CIO Anil Kakkar is heading up an ambitious transformation agenda at Escorts Kubota, in which the Indian multinational conglomerate seeks to reinvent its three traditional business lines: agricultural products and implements, construction equipment, and railway equipment and parts.
Kakkar and his IT teams are enlisting automation, machine learning, and AI to facilitate the transformation, which will require significant innovation, especially at the edge. For example, for its railway equipment business, Escorts Kubota produces IoT-based devices such as brakes and couplers.
“How can we make those products smarter by generating a lot of data? So that this data can be consumed by the railways to ensure there should not be a failure while that train is running,” says Kakkar, who recognizes that implementing AI and ML goes well beyond the technological underpinnings.
“When you start talking about AI, ML stuff, it touches almost every department of the organization and every user of the organization,” he says.
Given this broad scope, it would be easy to fall into the trap of adopting ad hoc projects across the business. Instead, Kakkar has created pillars each project must fall into: customer service, predictive maintenance, supply chain digitization, and personalized marketing.
Kubota has projects across these pillars in various stages of maturity, with some already live and some still in experimentation. Kakkar’s litmus test for pursuing a project depends on whether it has a clear purpose, goal, and measurable objectives. If all three are in place and there is visibility at the board level, Kakkar says the project will be readily funded.
AI in action
One such project that Escorts Kubota has pursued concerns personalized marketing. The company segments customers who visit its website into various profiles and then uses AI and ML to provide tailored agronomic advisory.
For example, a customer who peruses the offers on their website will primarily get communications around discount schemes. A customer who looks at different content, such as those relating to horsepower or implements, would be served different content.
“Then we are giving the USP [unique selling proposition] on how our products are suitable for their respective crops, what kind of horsepower they can use, and what kind of implement they should use to increase the yield of their crop,” says Kakkar.

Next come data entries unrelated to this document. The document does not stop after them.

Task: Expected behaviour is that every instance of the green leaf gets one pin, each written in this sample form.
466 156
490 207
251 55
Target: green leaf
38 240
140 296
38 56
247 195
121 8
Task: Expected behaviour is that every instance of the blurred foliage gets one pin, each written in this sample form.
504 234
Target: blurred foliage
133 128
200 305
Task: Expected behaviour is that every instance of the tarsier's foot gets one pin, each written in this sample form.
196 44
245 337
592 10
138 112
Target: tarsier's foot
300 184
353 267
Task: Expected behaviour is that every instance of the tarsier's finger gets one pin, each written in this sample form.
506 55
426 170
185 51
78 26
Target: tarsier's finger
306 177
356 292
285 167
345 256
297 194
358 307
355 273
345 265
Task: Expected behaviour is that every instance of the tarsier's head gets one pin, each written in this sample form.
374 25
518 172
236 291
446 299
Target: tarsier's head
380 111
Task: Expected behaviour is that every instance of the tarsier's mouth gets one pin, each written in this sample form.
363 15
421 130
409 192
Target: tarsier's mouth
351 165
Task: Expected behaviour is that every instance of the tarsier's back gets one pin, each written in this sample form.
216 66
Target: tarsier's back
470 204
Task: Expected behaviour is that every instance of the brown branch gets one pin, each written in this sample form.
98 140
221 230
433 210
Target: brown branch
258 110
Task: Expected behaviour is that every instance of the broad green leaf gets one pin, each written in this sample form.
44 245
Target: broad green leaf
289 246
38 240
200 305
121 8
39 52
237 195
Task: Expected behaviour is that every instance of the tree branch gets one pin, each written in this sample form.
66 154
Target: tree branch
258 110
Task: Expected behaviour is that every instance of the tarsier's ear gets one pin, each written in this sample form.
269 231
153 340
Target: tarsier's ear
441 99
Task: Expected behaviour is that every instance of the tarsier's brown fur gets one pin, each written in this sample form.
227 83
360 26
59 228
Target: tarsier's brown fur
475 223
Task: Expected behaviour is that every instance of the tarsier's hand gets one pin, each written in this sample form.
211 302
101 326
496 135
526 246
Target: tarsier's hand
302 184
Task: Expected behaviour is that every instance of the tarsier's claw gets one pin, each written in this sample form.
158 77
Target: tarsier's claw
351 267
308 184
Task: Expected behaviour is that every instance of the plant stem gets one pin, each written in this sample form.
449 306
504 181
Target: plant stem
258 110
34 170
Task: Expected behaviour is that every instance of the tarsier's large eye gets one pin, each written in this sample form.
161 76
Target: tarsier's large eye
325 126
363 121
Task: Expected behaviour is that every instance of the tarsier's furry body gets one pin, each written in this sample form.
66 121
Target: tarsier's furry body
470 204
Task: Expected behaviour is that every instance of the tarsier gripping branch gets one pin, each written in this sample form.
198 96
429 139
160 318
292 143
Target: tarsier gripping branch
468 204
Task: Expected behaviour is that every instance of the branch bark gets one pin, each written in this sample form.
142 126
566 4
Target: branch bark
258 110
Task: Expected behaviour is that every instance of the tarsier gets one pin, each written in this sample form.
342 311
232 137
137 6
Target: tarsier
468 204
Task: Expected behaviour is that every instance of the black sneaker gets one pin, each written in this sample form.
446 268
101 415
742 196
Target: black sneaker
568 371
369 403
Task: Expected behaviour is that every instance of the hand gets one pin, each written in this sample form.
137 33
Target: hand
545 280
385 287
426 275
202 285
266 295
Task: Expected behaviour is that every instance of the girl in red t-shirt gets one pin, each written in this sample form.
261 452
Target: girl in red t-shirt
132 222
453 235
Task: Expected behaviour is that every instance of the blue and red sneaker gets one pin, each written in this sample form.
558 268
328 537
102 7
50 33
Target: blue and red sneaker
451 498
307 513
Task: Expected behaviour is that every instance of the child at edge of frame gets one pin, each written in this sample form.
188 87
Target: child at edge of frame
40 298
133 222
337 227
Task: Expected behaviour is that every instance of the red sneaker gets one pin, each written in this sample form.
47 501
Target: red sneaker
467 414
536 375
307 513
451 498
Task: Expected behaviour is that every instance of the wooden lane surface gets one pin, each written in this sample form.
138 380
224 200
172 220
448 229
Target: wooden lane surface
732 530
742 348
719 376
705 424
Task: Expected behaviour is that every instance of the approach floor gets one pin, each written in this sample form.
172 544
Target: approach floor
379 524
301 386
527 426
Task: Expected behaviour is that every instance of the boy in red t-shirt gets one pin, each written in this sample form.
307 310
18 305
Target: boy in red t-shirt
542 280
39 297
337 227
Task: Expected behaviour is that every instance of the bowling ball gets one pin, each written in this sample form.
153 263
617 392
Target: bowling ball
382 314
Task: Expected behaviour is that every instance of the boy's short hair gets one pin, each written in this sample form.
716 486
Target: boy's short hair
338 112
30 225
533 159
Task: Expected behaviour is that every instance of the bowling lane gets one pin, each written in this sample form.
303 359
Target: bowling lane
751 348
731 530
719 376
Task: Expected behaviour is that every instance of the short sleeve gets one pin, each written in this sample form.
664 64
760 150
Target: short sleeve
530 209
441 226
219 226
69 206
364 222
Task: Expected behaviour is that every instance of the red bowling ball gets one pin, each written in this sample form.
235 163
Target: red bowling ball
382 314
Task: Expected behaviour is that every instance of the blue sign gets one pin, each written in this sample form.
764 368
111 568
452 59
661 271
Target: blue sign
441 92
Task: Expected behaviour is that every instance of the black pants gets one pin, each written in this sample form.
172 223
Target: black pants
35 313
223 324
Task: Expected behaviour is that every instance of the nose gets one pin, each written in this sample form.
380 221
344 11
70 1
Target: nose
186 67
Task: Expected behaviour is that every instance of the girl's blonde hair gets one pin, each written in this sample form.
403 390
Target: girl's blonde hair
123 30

This initiative currently uses static data, but Kakkar has bolder ambitions for its agronomic advisory. He says that it may start ingesting online data through IoT devices so that it can provide recommendations based on the actual conditions of its feed.
“So whether he needs to use pesticide, what could be the percentage, what is the soil condition, how they could use that, and what is their tractor uptime — how they can ensure the tractor is up and running during the peak season of their harvesting or maybe sowing season,” he says.
Never sell tech for the sake of tech
Kakkar also believes that AI, ML, and automation projects should be inclusive. “You need to ensure everybody understands what you are trying to do and be part of your project. Whether the role is small or big — they should be part of the project,” he says.
Escorts Kubota’s ecosystem of stakeholders includes the organizations they sell to and, just as critically, the end users of these products. Some stakeholders may not have a tech background and thus not immediately appreciate the need for cutting-edge technologies.
Kakkar structures its communication around two pillars. The first is based on how the solution will help them. For example, Kakkar says that they might share how a tool would free up time for higher-level analysis rather than losing time to routine, day-to-day operations.
The second involves mapping their business or career goals. “If someone would want them to be elevated to the next role, we tell them, ‘If this kind of model would help you to manage your job, then you could focus on the bigger role. You can take more responsibilities,’” he says.
Such messaging has its challenges. If a technology is good enough to fulfill a task, what stops it from taking over the rest of their work? “So they also have a fear of losing the job,” says Kakkar, concerns which are addressed through discussions with management and HR where they clarify that tech-enablement is the only goal, not workforce reduction.
Cleaning and defining your data
Once they are successful, Escorts Kubota can assist these stakeholders in adopting their solutions. For example, some of their potential customers use traditional digital dashboards as the legacy solution.
Kakkar says they are keeping this underlying technology the same.
“We are accumulating the data by creating the pipeline from all the sources, putting it into the data lake, and helping them to understand the unknown in the data, which they are not able to visualize by having the static database, static KPIs, or dashboards,” he says.
He points to data cleanliness as a major challenge in this workflow. “Because when you are ingesting the data from your legacy system, you need to ensure the integrity of the data,” Kakkar says.
A related challenge is that data must be labeled and defined consistently. Kakkar says that they created complete mapping access for everyone’s reference.
“We had created two-dimension mapping tables: source, target; so that the people would know, ‘Okay, if this is the source, how the data was coming, this is the target on the other side, and now how this has been converted,’” he says.
Although Escorts Kubota is still early in its AI, ML, and automation journey, Kakkar acknowledges that the human element will play the most crucial role. Because people are often hardwired to the status quo, Kakkar says that any project rightfully involves changing the mindset of the people involved.
“We need to do a little more homework, help them to visualize the technology, and how that can help them. And also how they could improve their business rather than just telling them, ‘This is the technology project they need to adopt,’” Kakkar says.